The US-funded Famine Early Warning Systems Network (Fewsnet) says the number of malnourished children being admitted to feeding centres was 60 percent greater in January 2010 than at the same time the previous year. Fewsnet predicts a serious food security emergency in Niger this year.
“We are very concerned about the fact that more than half of rural households have no cereals left in stock,” said Mamane Issa, secretary general of the Niger Red Cross. “Rapid assistance for the landless rural poor in particular is important in order to avoid displacements and the sale of community assets.”

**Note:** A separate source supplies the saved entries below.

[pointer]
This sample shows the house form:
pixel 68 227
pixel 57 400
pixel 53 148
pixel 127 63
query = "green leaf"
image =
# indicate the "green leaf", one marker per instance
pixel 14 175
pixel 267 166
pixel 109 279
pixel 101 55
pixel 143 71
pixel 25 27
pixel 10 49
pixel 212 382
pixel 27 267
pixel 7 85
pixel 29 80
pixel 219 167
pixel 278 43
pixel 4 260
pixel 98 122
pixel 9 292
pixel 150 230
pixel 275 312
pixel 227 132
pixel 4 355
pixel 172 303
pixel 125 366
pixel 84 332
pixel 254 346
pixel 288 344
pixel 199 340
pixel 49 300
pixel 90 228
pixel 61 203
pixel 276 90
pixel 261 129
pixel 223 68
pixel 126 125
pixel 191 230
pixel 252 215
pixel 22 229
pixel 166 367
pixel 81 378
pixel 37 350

The IFRC aims to support the Niger Red Cross in assisting 300,000 people in 120 villages in Diffa, Zinder and Tahoua regions. Cash will be provided to vulnerable people in exchange for work to improve the environment in order to increase agricultural production. Food and seeds will be distributed in collaboration with partners and health centres will be supported to provide approriate nutritional services to affected communities.
“The peak of the food shortage is expected in June. We need to take early action to alleviate the effects by increasing community resilience and by supporting community coping mechanisms,” said Youcef Ait-Chellouche, IFRC Disaster management coordinator for West and Central Africa. “It is also important to support early recovery such as providing seeds for the next planting season in order to avoid a poor harvest this year as well.”
The IFRC released a total of 229,000 Swiss francs (USD 212,828/ EUR 156,142) at the end of February from its Disaster Relief Emergency Fund to start the operation. The operation is to be implemented over nine months.